Conventional configurations and their problems In conventional air-conditioning systems, there is a method called a gas injection method to improve performance during heating operation.In this method, a gas-liquid separator placed at an intermediate pressure with a condenser volume of 1 is used. By directly injecting the gas refrigerant separated into the compressor cylinder, the amount of refrigerant circulation is increased and the heating performance is improved. However, with this method, the intermediate pressure must be set high in order to increase the amount of refrigerant injected, but conversely, if the intermediate pressure is set too high, the amount of gas refrigerant generated at the intermediate pressure will decrease. There were limits to what could be achieved. Recently, as another method for improving heating performance, a non-azeotropic refrigerant mixture is used, in which a main component refrigerant such as R22 is filled with a subcomponent refrigerant such as R13B1 having a lower boiling point, to reduce the compressor suction specific volume. Proposals have also been made to increase the amount of refrigerant circulated.
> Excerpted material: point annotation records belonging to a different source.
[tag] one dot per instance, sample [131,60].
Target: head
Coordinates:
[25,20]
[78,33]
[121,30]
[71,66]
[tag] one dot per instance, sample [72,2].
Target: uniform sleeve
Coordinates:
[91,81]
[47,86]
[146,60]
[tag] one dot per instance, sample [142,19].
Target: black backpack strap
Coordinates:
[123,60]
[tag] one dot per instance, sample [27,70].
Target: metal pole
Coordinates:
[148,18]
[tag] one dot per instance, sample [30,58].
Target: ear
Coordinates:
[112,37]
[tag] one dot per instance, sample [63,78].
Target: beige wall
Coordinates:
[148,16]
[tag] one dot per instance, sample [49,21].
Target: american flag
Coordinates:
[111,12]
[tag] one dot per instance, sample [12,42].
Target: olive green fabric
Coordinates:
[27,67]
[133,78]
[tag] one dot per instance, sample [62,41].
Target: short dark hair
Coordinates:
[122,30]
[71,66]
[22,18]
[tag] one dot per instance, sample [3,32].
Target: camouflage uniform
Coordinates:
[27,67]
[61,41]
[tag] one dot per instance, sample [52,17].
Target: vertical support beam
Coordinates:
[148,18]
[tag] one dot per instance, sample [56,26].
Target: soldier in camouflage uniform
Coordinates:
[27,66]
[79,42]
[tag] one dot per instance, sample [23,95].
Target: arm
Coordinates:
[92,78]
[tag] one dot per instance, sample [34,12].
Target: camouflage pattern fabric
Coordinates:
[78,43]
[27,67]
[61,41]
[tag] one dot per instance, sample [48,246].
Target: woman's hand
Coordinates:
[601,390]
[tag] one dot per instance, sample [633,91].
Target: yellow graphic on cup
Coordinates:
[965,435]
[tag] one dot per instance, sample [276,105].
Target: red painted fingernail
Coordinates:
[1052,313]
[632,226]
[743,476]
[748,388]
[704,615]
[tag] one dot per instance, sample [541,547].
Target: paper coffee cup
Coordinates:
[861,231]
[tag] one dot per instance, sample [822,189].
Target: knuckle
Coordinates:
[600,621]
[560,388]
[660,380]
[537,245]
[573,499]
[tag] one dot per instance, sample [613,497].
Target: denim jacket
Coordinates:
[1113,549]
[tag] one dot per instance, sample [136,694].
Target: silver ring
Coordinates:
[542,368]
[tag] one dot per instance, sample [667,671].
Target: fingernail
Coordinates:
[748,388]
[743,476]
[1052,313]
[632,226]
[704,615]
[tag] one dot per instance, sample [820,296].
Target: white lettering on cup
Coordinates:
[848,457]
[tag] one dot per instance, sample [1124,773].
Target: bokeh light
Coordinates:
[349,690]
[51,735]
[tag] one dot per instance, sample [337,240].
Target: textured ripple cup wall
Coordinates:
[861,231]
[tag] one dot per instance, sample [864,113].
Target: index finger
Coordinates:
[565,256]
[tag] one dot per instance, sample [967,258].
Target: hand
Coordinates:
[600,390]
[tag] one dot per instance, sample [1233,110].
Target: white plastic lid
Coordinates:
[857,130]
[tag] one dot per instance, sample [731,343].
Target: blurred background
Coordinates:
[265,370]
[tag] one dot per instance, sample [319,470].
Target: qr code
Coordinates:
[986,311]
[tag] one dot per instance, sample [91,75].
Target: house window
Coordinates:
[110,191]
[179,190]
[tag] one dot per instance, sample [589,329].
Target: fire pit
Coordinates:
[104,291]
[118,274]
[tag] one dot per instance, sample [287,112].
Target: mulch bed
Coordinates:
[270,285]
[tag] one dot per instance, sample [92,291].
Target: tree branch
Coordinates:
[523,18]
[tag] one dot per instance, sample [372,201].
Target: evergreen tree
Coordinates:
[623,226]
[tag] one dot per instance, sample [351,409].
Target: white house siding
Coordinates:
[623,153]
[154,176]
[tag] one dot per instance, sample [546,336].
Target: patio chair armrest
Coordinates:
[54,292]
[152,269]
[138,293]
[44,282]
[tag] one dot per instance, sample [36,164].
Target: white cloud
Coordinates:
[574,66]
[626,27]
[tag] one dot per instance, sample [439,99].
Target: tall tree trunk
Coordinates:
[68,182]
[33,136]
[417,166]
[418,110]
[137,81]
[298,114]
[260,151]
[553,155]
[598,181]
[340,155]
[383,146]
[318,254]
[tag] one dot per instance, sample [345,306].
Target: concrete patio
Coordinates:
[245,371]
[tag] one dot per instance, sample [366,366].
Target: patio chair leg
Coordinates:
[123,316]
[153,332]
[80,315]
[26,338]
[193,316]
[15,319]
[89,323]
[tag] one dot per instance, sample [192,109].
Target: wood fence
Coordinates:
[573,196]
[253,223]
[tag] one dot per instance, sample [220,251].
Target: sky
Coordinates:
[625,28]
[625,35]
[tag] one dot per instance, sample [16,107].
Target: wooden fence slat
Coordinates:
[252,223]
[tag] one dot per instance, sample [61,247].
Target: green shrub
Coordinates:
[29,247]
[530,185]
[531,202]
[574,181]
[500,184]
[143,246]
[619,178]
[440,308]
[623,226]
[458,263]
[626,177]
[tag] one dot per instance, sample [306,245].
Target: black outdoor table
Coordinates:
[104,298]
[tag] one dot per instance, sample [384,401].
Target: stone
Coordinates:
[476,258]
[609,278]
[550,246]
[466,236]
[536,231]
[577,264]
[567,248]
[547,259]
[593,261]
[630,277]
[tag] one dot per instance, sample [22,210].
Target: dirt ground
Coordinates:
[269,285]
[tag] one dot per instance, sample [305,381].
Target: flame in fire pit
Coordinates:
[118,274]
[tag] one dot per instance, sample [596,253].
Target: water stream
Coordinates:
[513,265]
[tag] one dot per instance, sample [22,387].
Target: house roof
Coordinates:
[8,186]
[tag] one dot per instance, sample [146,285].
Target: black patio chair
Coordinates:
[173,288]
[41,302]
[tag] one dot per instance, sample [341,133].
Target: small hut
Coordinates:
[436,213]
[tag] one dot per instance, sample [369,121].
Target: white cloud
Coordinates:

However, no concrete proposal has been found regarding a refrigerant circulation amount control configuration for a method that combines these methods.In a method that simply uses a thermostatic expansion valve, the refrigerant in the expansion valve temperature-sensitive cylinder and the refrigeration cycle are Because the pressure characteristics of the non-azeotropic mixed refrigerants inside were different, sufficient control was not possible.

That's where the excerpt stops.